Single-vehicle dominance is the headline finding. In 51 percent of fatal Silverado crashes, no other vehicle is recorded as involved. That is consistent with the run-off-road and overturning patterns characteristic of full-size pickup truck fatalities — the high center of gravity and the predominantly rural-road operating environment compound each other.

A rollover rate of 14.23 percent supports the same picture. Across the same FARS window, full-size pickups in general show elevated rollover involvement compared to passenger sedans of comparable model age. The 2015 Silverado specifically lands inside that elevated range.

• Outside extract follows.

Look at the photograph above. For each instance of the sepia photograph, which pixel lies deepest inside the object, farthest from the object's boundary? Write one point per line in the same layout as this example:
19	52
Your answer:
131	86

Alcohol involvement at 15.03 percent reflects the recorded presence of a drinking driver in the crash report, irrespective of fault assignment. It does not indicate that the Silverado driver was impaired in every case.

Severity

The deaths-per-crash ratio of 1.34 means that on average each fatal crash claimed slightly more than one life. By comparison, single-occupant fatal crashes would force the ratio toward 1.0; multi-passenger or multi-vehicle scenarios push it higher. The 1.34 figure for the 2015 Silverado is somewhat elevated for a pickup, reflecting its frequent use as a family or work-crew vehicle.

What this is not

This study is descriptive, not comparative. The figures here are the count of fatal events involving a 2015 Silverado regardless of fault assignment. They are not adjusted for how many 2015 Silverados were on the road in each year; that registration-denominated rate is a separate calculation we publish as the AutoIndex24 Vehicle Fatality Rate Index when registration data is available.

Single-vehicle and rollover percentages are inherent to the recorded event, not relative metrics.

Limitations

FARS records every fatal motor-vehicle crash on US public roads. It excludes private-property events, off-road accidents not on a trafficway, and any non-fatal outcomes — those would land in NHTSA's General Estimates System or the National Crash Investigation Sampling System.